Why Mastering Chess Doesn’t Mean Mastering the Real World
Will More Data Be the Solution to General Robotics?
Some of the most impressive victories in artificial intelligence have happened in what we might call closed worlds.
Chess.
Go.
Video games.
These are environments where the rules are fixed, the boundaries are clear, and every possible move—no matter how numerous—exists inside a defined system. The number of possible Go positions exceeds the number of atoms in the universe. That sounds impossibly complex. But crucially, it’s still a finite, rule-bound complexity.
In these environments, AI has flourished.
Give a system enough examples, enough compute, and enough time, and it can learn to navigate that closed system with superhuman skill.

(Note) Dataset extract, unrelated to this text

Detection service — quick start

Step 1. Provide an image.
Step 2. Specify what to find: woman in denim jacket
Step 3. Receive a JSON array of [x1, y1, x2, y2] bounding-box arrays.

This success has led to a tempting assumption: if AI can master a board game of astronomical complexity, then perhaps the real world is just a larger, messier version of the same thing.
Maybe reality is just a bigger board game.
But it isn’t.
Reality Is Not a Board Game
In contrast to the structured confines of a game, reality is characterized by “unknown unknowns.” It is messy, infinite, and perpetually surprising.
Consider the simple act of a robot loading a dishwasher. In a promotional video, the lighting is perfect, the dishes are standard, and the environment is static. But in a real human home, a towel might slip and fall on the floor, a plate might be chipped and sharp, or a pet might suddenly dart between the robot’s legs.
Many in the current industry respond to these failures by saying we need “more data.” The argument suggests that if we simply record enough edge cases, the robot will eventually know what to do when a towel falls. However, the real world is not a collection of edge cases; it is an infinite stream of unique events. No amount of data can perfectly interpolate a world where the underlying physics and social contexts are constantly shifting.
The Limits of Pure Data
This is what distinguishes the physical world from a game. A game contains enormous complexity, but it is the complexity of a closed system. The real world contains uncertainty of a different kind. It includes events that were not explicitly anticipated, situations that were not neatly enumerated in advance, and interactions that unfold in ways no one scripted.
Humans do not navigate this variability by memorizing every possible scenario. We rely on general principles. We understand that gravity pulls downward, that fragile objects can break, that sharp edges can cut, and that living beings can move unpredictably. These principles allow us to respond to situations we have never seen before. They compress the infinite variety of experience into manageable structure.
The Intelligence of the Physical Body
There is another, subtler reason humans cope well with the physical world. We do not solve every problem purely in our minds. Our bodies participate in the solution. When you grasp a slippery glass, you do not consciously calculate friction coefficients or torque. Your fingers flex and adjust automatically. Their compliance absorbs small errors. The physical design of your hand reduces the need for elaborate computation. The body itself performs part of the work.
When robots are designed to couple with their environment, such as using the surface of a table to stabilize an object or using the compliance of a mechanical hand to adjust to different shapes, they reduce the complexity of the real world into a manageable task.
This is often referred to as morphological computation. By allowing the physical body to handle the noise of reality, the “brain” of the robot is freed from the impossible task of calculating every microscopic variable.
Beyond Symbolic Illusions
General robotics is a seductive idea, fueled by our desire to see the miracles of LLMs translated into the physical realm. But the real world warns us that a mastery of symbols is not a mastery of matter.
Scaling up data and compute will undoubtedly produce more impressive demonstrations, but it is unlikely to produce true autonomy until we integrate the fundamental principles that biological intelligence uses to tame the Large World. The future of robotics lies not in building a brain that can memorize the universe, but in building systems that use the principles of physics, coupling, and mechanical computation to navigate the unknown. Only by moving beyond the data-driven illusion can we hope to create machines that truly “feel” at home in our messy, unpredictable reality.
The Challenge of Open Systems
The real world does not present itself as a cleanly defined puzzle waiting to be solved. It is dynamic, uneven, and occasionally unforgiving. Mastering a closed symbolic system is an extraordinary accomplishment. Learning to move comfortably through an open, shifting environment is a different kind of achievement altogether.
Winning at chess proves that machines can reason within a defined universe. Building machines that thrive in ours requires something more.